Les économistes comportementaux apportent une autre dimension au débat, en se concentrant sur la manière dont l’innovation peut influencer le comportement des consommateurs. Richard Thaler, américain lui aussi, pionnier de l’économie comportementale, soulignait en 2017 que « les innovations dans les produits alimentaires peuvent orienter les préférences des consommateurs vers des choix plus sains et plus durables ». Cela inclut des innovations telles que les alternatives végétales, les produits biologiques et les emballages écologiques, qui répondent à une prise de conscience croissante des consommateurs concernant la santé et la durabilité. Les innovations dans le domaine de l’architecture des choix, un des sujets phares de Richard Thaler, évoluent également avec le temps. De nouvelles stratégies de nudge sont ainsi développées pour influencer les achats alimentaires de manière subtile et efficace.

 

©Pierre Hivernat

C’est donc dans ce cadre de pensées qu’évolue le SIAL depuis 60 ans, de manière un peu hystérique dans ses allées, avec 2 500 nouveau produits reçus cette année pour le concours SIAL Innovation. La course à l’innovation passe ainsi par toutes les couleurs, y compris et surtout pour des produits qui ont tendance à prendre le consommateur pour un benêt facile à épater.
Alors, fort heureusement, pour sortir de la pression du présent et aller au-delà du distinguo entre modes et tendances, cette édition du SIAL s’est considérablement enrichie avec ses SIAL Summits, qui ont permis de faire de la prospective intelligente à moyen-long terme.

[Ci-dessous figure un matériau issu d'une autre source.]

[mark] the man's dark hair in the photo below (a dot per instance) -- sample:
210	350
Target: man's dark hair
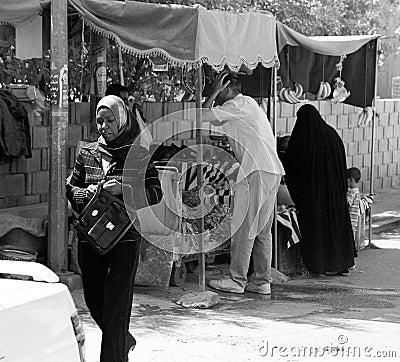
354	173
234	84
115	89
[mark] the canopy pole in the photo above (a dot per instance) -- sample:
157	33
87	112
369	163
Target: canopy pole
57	236
371	171
121	69
273	103
199	160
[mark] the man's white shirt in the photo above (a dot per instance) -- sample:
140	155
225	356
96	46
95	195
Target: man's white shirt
250	136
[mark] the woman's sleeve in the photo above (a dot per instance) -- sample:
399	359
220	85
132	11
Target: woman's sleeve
75	189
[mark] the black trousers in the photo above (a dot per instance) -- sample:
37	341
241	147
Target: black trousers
108	289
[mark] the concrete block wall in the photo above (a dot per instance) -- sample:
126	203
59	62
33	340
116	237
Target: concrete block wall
358	139
25	182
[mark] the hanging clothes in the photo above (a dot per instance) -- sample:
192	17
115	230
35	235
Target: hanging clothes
15	137
28	39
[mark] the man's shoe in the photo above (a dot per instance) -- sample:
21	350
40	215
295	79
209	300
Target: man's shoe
260	289
226	285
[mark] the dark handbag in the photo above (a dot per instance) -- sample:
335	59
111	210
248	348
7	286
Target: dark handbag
104	221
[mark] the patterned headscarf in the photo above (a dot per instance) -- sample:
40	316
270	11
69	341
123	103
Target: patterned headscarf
127	128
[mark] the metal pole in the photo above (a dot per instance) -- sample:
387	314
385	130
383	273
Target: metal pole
57	235
121	70
371	171
274	104
199	159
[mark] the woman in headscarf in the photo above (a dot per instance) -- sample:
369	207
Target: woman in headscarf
108	279
317	181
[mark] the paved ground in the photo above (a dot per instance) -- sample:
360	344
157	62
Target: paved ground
330	318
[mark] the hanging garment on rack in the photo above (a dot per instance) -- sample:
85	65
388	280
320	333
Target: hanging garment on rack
15	139
28	39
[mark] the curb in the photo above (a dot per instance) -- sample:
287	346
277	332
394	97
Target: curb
386	225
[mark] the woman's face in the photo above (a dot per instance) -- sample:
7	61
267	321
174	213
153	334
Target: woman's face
107	125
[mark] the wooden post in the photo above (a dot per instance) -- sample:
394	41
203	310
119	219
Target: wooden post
57	235
371	171
199	142
121	67
273	99
98	64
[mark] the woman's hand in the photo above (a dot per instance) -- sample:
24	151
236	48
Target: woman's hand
113	186
90	191
219	85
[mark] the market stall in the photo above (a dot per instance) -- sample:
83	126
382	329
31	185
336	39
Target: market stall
196	38
339	69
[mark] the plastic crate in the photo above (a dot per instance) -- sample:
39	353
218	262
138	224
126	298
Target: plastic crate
290	261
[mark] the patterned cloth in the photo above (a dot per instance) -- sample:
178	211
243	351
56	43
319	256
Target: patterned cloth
288	219
358	204
217	175
88	170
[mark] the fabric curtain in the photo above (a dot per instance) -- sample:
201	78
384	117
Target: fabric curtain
186	36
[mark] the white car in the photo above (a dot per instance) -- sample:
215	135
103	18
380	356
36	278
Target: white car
38	318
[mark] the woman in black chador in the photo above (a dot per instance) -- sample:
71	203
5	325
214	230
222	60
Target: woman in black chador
317	181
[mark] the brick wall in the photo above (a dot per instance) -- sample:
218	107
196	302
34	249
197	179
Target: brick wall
358	140
26	181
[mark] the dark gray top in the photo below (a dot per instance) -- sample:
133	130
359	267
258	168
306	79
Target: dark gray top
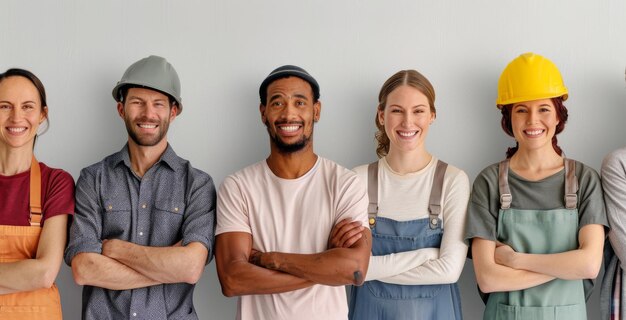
545	194
171	202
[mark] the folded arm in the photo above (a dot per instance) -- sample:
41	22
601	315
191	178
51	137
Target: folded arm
336	266
97	270
41	271
173	264
581	263
240	277
494	277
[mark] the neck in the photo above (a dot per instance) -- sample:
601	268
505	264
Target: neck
143	158
407	162
15	160
291	165
536	164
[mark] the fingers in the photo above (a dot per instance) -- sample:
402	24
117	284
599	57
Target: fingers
346	233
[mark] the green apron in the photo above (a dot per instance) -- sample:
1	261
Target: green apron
539	232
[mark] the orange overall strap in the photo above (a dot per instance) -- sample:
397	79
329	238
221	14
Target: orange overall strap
35	193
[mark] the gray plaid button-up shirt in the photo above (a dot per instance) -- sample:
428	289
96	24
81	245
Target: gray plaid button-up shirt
171	202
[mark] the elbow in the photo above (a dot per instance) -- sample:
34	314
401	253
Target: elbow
47	279
229	285
355	275
591	270
79	266
485	284
193	274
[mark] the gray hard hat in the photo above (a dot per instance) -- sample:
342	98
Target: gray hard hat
153	72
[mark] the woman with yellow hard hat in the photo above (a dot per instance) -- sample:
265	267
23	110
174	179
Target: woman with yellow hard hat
535	220
36	201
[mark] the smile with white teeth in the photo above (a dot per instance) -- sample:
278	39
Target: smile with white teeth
535	132
17	130
407	133
289	128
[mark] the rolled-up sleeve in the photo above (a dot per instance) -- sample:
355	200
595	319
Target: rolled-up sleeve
86	228
199	221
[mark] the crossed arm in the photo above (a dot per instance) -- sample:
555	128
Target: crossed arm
124	265
499	268
243	270
39	272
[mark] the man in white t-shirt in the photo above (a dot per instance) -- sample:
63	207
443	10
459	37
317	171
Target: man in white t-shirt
275	217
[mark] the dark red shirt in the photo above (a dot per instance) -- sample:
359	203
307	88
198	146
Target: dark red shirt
57	195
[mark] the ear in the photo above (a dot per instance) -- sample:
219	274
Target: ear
381	117
317	110
44	114
262	111
173	112
120	110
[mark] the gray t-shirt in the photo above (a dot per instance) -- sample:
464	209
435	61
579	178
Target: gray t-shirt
545	194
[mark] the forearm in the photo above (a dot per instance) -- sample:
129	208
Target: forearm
333	267
495	277
173	264
390	265
570	265
243	278
444	269
100	271
27	275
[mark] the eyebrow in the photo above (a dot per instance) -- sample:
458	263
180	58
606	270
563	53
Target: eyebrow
416	106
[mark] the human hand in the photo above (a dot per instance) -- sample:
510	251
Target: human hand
345	234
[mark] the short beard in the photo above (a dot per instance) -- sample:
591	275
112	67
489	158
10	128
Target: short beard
289	148
146	142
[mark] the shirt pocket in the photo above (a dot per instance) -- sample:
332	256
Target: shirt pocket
166	226
116	220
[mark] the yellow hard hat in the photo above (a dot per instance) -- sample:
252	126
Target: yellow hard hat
529	77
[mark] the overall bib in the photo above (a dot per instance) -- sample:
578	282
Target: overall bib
539	232
377	300
19	243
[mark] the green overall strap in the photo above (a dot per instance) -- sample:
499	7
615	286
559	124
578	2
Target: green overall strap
434	203
571	184
503	183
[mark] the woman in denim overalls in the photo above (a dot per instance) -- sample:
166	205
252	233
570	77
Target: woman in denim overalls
413	198
535	220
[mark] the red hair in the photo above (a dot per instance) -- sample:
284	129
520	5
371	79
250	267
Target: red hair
561	114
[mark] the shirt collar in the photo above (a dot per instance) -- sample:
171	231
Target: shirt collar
168	157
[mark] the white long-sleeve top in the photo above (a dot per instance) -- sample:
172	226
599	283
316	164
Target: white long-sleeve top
405	197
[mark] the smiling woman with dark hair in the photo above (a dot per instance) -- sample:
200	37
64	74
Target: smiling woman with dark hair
536	219
36	201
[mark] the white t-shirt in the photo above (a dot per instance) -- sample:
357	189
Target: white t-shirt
405	197
291	216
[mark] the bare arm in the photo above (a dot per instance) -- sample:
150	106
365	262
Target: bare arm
494	277
40	272
239	277
172	264
100	271
337	266
581	263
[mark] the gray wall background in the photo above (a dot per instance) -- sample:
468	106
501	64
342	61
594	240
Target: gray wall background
223	50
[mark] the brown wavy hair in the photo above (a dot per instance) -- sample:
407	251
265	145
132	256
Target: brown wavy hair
561	114
410	78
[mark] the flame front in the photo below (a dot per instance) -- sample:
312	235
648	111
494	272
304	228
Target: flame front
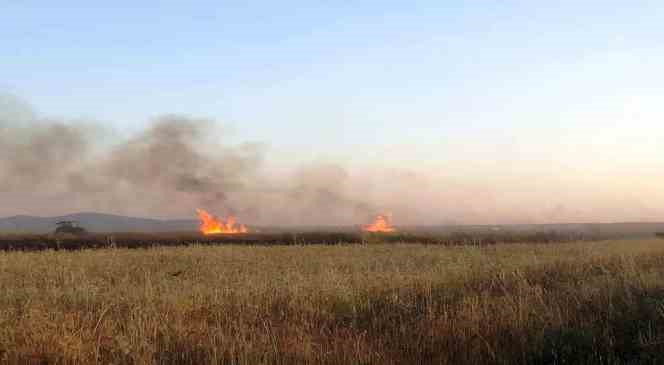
380	224
213	225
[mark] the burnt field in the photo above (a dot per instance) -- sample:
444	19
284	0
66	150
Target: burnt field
37	242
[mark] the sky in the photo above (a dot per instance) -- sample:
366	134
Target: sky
524	102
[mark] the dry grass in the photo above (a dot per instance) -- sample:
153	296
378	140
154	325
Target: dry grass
599	302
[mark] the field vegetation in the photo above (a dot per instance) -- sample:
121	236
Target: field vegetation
36	242
586	302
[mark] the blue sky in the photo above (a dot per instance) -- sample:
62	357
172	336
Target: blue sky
465	86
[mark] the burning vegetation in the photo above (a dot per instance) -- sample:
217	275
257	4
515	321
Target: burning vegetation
380	224
213	225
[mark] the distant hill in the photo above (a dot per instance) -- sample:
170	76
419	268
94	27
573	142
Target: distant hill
95	222
98	222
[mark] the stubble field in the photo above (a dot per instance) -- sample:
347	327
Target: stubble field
586	302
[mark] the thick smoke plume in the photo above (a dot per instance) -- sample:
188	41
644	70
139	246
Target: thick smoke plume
167	170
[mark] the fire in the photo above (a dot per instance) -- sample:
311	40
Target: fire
380	224
212	225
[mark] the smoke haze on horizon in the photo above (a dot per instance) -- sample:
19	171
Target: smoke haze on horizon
180	163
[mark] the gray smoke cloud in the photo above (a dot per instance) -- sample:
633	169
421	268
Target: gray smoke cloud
168	169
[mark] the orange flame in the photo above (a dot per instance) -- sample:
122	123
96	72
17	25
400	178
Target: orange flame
380	224
212	225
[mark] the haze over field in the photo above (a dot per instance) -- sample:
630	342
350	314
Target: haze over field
328	114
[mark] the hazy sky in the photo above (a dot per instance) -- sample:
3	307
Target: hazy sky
558	103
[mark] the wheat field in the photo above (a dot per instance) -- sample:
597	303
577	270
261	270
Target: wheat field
590	302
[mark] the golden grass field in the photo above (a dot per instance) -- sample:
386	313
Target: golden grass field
591	302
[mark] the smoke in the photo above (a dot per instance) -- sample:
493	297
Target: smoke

C’est au cours de l’un d’entre-eux que l’on an pu notamment entendre Cécile Béliot-Zind, première femme à diriger le Groupe Bel (depuis 2022), dont l’enthousiasme n’a d’égal qu’une compétence de haute volée acquise notamment par 17 ans passés chez Danone.
Cécile Béliot-Zind est définitivement de l’école Sachs. Pour elle, l’innovation ne peut se réduire à des astuces de marketing pour prendre quelques parts de marché à court terme. Elle qui a mis seulement un an et demi pour mettre en place une garantie de revenus à ses fournisseurs, tous passés en agroécologie, qui parle santé publique et changement de la perception de la valeur de la nourriture et conclue par sa volonté de « construire des ponts et non pas des murs » donne une vision et pas l’opinion du moment sur les réseaux sociaux.

Ces SIAL Summits ne sont pas cerise sur le gâteau de l’innovation mais sans doute le Forum qu’il manque aujourd’hui pour développer autrement l’imaginaire du « consommer ensemble » et puisse Cécile Béliot-Zind faire école.